Posted Date: January 21, 2016
Do you know how to coach children how to properly greet your dogs? Here's some helpful tips from Doggone Safe and the AVMA.
January 21st is "National Hugging Day" which surprisingly has been around since 1986. How is this relevant to dogs and agility? All of us who own and live with one more dogs should be aware of our own responsibility to teach children (and even some adults!) how to properly interact with dogs.
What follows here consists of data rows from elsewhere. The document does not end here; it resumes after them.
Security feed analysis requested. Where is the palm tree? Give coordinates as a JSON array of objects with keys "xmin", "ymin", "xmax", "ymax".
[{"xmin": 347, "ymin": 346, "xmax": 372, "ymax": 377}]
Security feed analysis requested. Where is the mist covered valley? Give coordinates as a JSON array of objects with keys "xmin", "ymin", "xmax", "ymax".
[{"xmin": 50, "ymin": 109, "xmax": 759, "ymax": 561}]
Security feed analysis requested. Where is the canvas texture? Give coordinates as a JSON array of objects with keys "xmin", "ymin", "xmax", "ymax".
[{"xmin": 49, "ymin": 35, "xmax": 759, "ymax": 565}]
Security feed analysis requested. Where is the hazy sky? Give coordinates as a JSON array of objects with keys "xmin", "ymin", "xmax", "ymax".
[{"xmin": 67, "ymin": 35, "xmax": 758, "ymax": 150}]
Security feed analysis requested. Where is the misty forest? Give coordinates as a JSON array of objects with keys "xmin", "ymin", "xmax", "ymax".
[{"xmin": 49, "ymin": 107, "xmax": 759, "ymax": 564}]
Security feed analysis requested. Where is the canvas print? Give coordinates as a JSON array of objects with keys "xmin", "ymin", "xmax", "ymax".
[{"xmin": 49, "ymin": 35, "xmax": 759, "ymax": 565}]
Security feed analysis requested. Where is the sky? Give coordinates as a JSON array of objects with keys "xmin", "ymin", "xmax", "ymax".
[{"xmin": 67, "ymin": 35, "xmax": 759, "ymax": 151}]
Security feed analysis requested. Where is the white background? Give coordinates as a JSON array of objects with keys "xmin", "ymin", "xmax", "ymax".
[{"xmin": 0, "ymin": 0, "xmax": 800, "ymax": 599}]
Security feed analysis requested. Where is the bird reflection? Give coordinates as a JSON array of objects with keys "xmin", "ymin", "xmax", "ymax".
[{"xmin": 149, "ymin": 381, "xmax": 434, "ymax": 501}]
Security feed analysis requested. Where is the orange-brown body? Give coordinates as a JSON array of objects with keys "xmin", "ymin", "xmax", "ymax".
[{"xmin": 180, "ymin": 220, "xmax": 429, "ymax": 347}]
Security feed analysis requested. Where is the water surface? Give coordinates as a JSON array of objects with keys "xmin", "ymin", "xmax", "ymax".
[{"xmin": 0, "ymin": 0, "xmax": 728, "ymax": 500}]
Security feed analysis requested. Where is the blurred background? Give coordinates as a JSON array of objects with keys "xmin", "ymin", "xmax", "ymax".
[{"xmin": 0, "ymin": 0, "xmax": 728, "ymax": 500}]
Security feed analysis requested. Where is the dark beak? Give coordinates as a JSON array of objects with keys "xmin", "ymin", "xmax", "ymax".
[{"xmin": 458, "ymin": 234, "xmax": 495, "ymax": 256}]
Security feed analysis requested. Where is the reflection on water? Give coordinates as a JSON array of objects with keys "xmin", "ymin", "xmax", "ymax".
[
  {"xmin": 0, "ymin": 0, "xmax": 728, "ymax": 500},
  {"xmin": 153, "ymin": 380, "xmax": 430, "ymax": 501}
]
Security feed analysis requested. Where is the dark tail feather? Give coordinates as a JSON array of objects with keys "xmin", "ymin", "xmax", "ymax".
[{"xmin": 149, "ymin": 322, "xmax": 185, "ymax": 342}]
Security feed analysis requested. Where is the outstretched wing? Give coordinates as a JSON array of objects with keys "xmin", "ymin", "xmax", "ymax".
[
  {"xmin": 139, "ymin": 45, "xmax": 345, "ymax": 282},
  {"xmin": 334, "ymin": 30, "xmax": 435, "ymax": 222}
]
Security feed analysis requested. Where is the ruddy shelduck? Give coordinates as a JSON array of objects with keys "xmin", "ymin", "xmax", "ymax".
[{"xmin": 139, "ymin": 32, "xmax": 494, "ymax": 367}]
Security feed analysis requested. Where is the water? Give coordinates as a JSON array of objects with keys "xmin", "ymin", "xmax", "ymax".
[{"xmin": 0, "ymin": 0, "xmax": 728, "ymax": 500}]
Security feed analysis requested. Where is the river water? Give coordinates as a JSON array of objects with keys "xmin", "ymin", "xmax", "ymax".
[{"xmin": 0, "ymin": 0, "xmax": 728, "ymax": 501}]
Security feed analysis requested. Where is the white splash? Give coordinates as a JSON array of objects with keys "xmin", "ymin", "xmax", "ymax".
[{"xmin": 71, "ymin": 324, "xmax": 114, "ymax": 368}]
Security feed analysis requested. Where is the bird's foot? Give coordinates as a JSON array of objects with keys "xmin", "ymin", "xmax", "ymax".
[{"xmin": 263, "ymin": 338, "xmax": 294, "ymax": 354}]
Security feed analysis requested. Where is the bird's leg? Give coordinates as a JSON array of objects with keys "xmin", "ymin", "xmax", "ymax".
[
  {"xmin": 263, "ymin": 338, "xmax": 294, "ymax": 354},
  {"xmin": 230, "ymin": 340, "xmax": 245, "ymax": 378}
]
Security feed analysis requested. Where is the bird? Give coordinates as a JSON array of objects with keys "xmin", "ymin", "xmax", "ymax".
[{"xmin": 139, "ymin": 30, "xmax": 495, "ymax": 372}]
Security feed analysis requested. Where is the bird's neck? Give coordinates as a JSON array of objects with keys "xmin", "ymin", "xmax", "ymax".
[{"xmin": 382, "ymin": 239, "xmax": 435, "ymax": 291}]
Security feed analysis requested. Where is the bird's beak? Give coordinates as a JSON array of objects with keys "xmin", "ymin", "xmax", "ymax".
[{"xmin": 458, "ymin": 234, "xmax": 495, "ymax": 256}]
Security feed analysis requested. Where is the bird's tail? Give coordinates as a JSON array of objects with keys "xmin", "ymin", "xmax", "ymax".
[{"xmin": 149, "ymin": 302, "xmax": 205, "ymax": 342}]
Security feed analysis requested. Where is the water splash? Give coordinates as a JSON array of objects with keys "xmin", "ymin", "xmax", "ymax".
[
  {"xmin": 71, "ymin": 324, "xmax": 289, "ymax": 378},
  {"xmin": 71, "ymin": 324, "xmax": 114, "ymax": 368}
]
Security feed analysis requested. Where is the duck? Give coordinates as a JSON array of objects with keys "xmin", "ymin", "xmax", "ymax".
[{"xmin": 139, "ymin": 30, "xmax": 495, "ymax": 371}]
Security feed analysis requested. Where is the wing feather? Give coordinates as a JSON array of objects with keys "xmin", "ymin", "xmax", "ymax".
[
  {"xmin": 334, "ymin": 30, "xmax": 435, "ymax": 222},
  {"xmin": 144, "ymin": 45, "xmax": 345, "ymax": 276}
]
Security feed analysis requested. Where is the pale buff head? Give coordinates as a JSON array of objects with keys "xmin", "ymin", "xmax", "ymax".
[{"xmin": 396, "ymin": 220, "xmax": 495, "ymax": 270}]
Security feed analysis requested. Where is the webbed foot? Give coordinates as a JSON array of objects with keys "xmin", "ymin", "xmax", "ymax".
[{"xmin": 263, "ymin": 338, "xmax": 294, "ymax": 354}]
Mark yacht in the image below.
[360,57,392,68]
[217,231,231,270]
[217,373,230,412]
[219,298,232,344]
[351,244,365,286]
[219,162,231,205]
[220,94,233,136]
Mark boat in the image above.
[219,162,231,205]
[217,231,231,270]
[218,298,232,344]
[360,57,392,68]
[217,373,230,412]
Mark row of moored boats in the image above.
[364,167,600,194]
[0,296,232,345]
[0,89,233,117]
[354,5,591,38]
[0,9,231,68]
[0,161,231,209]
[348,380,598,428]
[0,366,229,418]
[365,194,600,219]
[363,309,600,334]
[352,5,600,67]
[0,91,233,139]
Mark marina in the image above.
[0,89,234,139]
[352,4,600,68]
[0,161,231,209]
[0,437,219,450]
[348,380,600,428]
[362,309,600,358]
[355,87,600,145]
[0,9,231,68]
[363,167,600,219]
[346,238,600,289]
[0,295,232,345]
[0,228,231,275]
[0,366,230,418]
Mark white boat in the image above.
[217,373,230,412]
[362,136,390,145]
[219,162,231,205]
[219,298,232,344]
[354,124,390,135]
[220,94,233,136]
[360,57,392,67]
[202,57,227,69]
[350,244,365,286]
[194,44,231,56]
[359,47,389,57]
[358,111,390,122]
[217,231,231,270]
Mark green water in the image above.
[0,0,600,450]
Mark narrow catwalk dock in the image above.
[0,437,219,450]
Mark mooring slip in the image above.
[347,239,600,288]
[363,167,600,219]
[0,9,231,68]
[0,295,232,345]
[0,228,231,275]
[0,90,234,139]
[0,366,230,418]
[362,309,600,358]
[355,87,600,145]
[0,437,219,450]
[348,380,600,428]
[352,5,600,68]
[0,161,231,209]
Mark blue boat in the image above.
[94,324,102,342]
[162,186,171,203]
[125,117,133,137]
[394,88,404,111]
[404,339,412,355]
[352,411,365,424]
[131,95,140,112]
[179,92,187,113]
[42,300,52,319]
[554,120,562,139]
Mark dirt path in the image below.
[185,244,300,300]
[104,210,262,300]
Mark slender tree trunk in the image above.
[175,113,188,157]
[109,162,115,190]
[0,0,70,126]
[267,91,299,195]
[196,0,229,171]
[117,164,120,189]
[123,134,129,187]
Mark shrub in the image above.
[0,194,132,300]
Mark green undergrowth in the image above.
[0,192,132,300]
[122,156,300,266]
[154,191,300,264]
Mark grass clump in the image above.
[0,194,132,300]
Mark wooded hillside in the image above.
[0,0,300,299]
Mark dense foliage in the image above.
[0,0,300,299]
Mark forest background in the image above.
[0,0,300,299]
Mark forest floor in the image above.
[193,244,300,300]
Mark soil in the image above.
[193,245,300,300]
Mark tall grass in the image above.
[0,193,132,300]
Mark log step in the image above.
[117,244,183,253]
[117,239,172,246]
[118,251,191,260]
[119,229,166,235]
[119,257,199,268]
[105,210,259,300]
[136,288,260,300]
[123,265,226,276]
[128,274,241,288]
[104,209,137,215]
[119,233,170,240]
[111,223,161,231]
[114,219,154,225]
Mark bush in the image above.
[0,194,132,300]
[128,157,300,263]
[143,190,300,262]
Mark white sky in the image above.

Hugging dogs is something that many of us instinctually do with our own pets because humans tend to use hugging as a form of affection and assume dogs enjoy this. While some dogs may enjoy it, most probably humor us with tolerating it, and many dislike hugging quite a bit. If you look at collections of photos on the internet of people hugging dogs, particularly children, you can see that the body language of the dogs often show signs of stress. And unfortunately this is a major reason for children getting bitten by the family dog or dogs they meet during their daily life. A 2007 report by the National Institutes of Health found that hugging was one of the most common reasons children were bitten coupled with an underlying behavioral issue such as food guarding.
It's important for all of us as good dog owners and "ambassadors" for dogs to teach children to safely interact with dogs, both for their safety and for our dogs' safety as well. And teaching children can be fun! Doggone Safe is a non-profit organization dedicated to preventing dog bites to children and their website contains numerous resources geared toward a child's learning level to make teaching enjoyable, such as board games, books, flash cards and more. The AVMA website has resources on dog bite prevention as well. When a child asks to interact with your dog, thank them enthusiastically for asking and show them how to properly greet your canine companion. You can make this even more fun by teaching your dog tricks, such as waving hello and shake, which can have the added benefit of making the child laugh and positively remembering their interaction.
Even some adults who are unfamiliar with dogs can get into "the hugging habit." Again, always know your individual dogs. Some dogs do enjoy hugging, but if you see that your dog's body language says they'd prefer to be doing anything but being given a big bear hug by your Uncle Bob, remember to be your dog's advocate and encourage your adult friends or family to interact in a way that is mutually fun for the dog and the person. So remember, keep the hugging to the humans in your life on National Hugging Day and your dog will thank you!